Tag Archives: Udang Lampung

Mendapuk Lampung Jadi Lumbung Udang

Analisis kekuatan dan potensi bermanfaat membangun industri udang berkelanjutan.

Segenap pemangku kepentingan yang difasilitasi Komite Ekonomi dan Industri (KEIN) Kelompok Kerja (Pokja) Industri Maritim dan Peternakan (IPMP) sepakat mengembalikan kejayaan udang di Provinsi Lampung seperti era 90’an. Namun, terdapat sejumlah kendala dan hambatan pengembangan budidaya udang yang perlu diurai. Itulah benang merah yang bisa dipetik dari Rapat Koordinasi (Rakor) Budidaya Udang Nasional 2018 di Bandarlampung beberapa waktu yang lalu.

Infrastruktur Tambak

Muhammad Nadjikh, Ketua Pokja IPMP mengatakan, pihaknya ingin menjadikan Provinsi Lampung sebagai lumbung udang nasional sesuai arahan presiden untuk menaikkan ekspor udang. “Target itu sebagai upaya menindaklanjuti perintah Presiden untuk meningkatkan devisa negara melalui peningkatan ekspor nasional dari komoditas khusus udang,” ujarnya pada Rakor yang membahas Pengembangan Infrastruktur dan Kepastian Hukum itu.

Sebelumnya, Indonesia menempati peringkat kedua top five shrimp exporters dan Lampung merupakan produsen udang terbesar nasional. Namun kini menjadi peringkat ke empat di bawah India, Vietnam, dan Ekuador. Menurut Nadjikh, hal ini mendorong pemerintah kembali menjadikan Indonesia sebagai pengekspor utama udang.

“Target itu sebagai upaya menindaklanjuti perintah Presiden untuk meningkatkan devisa negara melalui peningkatan ekspor nasional dari komoditas khusus udang.”

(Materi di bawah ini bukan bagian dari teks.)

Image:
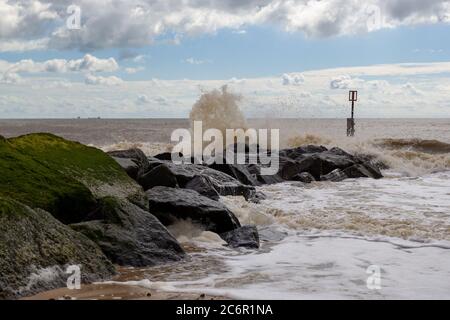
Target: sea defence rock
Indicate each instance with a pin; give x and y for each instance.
(71, 182)
(320, 162)
(36, 249)
(167, 174)
(245, 237)
(204, 186)
(133, 161)
(170, 205)
(161, 175)
(304, 177)
(238, 171)
(131, 236)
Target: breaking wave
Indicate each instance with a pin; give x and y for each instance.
(218, 109)
(415, 145)
(412, 157)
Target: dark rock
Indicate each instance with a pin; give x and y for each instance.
(224, 184)
(290, 168)
(36, 249)
(169, 205)
(272, 179)
(131, 167)
(358, 171)
(167, 156)
(270, 234)
(159, 176)
(339, 152)
(136, 155)
(299, 152)
(304, 177)
(204, 186)
(335, 176)
(331, 162)
(246, 237)
(237, 171)
(373, 169)
(131, 236)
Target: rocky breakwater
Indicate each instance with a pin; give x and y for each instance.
(63, 204)
(192, 191)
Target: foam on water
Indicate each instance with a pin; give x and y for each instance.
(334, 233)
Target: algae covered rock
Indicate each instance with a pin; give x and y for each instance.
(62, 177)
(36, 249)
(131, 236)
(54, 183)
(170, 205)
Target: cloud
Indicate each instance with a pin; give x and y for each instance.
(195, 61)
(99, 80)
(10, 78)
(134, 70)
(34, 24)
(142, 99)
(293, 79)
(346, 82)
(380, 96)
(88, 63)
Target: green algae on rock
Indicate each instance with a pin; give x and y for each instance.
(36, 249)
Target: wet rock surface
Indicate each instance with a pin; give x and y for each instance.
(170, 205)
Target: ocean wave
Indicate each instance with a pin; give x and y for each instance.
(412, 157)
(149, 148)
(417, 145)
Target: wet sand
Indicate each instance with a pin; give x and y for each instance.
(116, 292)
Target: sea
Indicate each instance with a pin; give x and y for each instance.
(356, 239)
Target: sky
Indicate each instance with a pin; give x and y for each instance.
(292, 58)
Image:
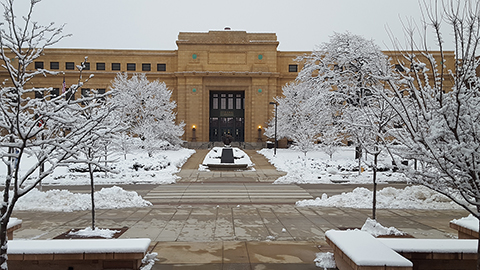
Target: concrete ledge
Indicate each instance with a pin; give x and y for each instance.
(77, 253)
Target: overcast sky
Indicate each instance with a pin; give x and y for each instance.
(155, 24)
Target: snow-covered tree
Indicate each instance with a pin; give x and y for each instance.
(439, 109)
(299, 115)
(92, 151)
(46, 128)
(349, 67)
(148, 110)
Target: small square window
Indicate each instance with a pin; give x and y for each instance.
(146, 67)
(292, 68)
(115, 66)
(55, 92)
(38, 65)
(131, 66)
(69, 65)
(161, 67)
(38, 94)
(100, 66)
(54, 65)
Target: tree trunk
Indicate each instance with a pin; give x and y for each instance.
(478, 242)
(92, 192)
(374, 207)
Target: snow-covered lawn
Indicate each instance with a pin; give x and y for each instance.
(317, 167)
(137, 168)
(412, 197)
(66, 201)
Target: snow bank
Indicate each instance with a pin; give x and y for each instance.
(66, 201)
(412, 197)
(365, 250)
(376, 229)
(137, 168)
(68, 246)
(469, 222)
(317, 167)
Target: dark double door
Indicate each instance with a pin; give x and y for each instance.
(227, 115)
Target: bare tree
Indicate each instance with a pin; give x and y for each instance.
(437, 97)
(46, 127)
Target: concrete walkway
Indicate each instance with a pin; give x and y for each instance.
(220, 220)
(263, 170)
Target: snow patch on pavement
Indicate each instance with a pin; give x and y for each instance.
(66, 201)
(412, 197)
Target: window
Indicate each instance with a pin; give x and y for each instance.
(292, 68)
(85, 93)
(69, 65)
(38, 94)
(230, 101)
(100, 66)
(215, 102)
(161, 67)
(55, 92)
(70, 95)
(38, 65)
(146, 67)
(54, 65)
(223, 102)
(115, 66)
(131, 66)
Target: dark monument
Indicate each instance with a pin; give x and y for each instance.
(227, 155)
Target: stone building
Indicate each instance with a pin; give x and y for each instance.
(222, 81)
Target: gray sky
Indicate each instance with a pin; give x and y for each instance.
(155, 24)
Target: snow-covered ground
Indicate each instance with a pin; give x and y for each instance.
(214, 157)
(317, 167)
(412, 197)
(66, 201)
(137, 168)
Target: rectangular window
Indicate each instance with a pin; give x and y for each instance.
(85, 93)
(100, 66)
(131, 66)
(115, 66)
(230, 101)
(69, 65)
(38, 65)
(161, 67)
(38, 94)
(146, 67)
(54, 65)
(215, 102)
(70, 95)
(223, 102)
(55, 92)
(238, 102)
(292, 68)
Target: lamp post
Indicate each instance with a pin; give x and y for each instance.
(275, 145)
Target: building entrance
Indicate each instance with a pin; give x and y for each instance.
(227, 115)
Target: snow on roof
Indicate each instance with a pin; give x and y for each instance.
(13, 222)
(69, 246)
(469, 222)
(364, 249)
(431, 245)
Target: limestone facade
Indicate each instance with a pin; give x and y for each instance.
(205, 65)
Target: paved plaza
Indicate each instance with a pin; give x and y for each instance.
(234, 220)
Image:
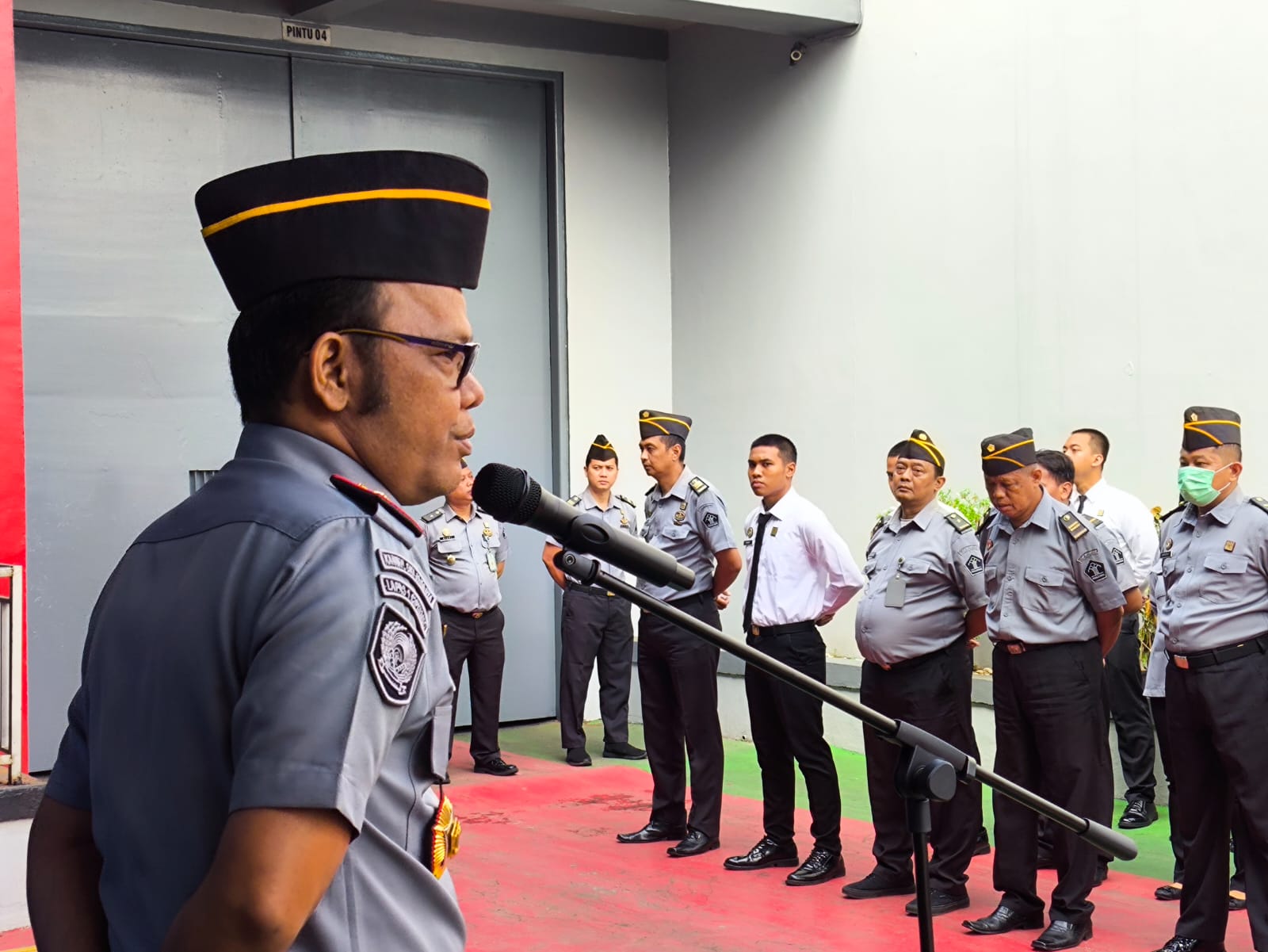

Lalu Lampung sendiri sudah lama dikenal sebagai salah satu sentra produksi udang Indonesia. Dua perusahaan raksasa dalam budidaya udang, yakni PT Dipasena Citra Darmaja, seluas 16 ribu ha dan PT Central Proteina Prima seluas 17.400 ha yang beroperasi di kawasan Tulang Bawang dan Lampung Timur.

Selain itu, ratusan pembudidaya udang sistem intensif di wilayah Pesisir Lampung Selatan, Pesawaran, Tanggamus Lampung Barat bahkan sampai di perbatasan Provinsi Bengkulu juga memberikan kontribusi besar. “Belum lagi ribuan pembudidaya udang semi intensif dan tradisional di sepanjang pesisir Lampung Timur dan Lampung Selatan,” katanya.

Berdasarkan pantauan IPMP, lanjut Nadjikh, ada sejumlah permasalahan udang di Lampung, diantaranya soal infrastruktur. “Jalan menuju kawasan tambak sangat tidak layak. Sarana irigasi sangat tidak mendukung usaha budidaya tambak udang,” ungkap dia. Lalu, pasokan energi listrik PLN tidak menjangkau  wilayah usaha tambak rakyat. Belum lagi dukungan permodalan dari perbankan sangat minim akibat dinilai risiko tinggi. Sementara, persyaratan legal formal kredit belum banyak dipahami petambak.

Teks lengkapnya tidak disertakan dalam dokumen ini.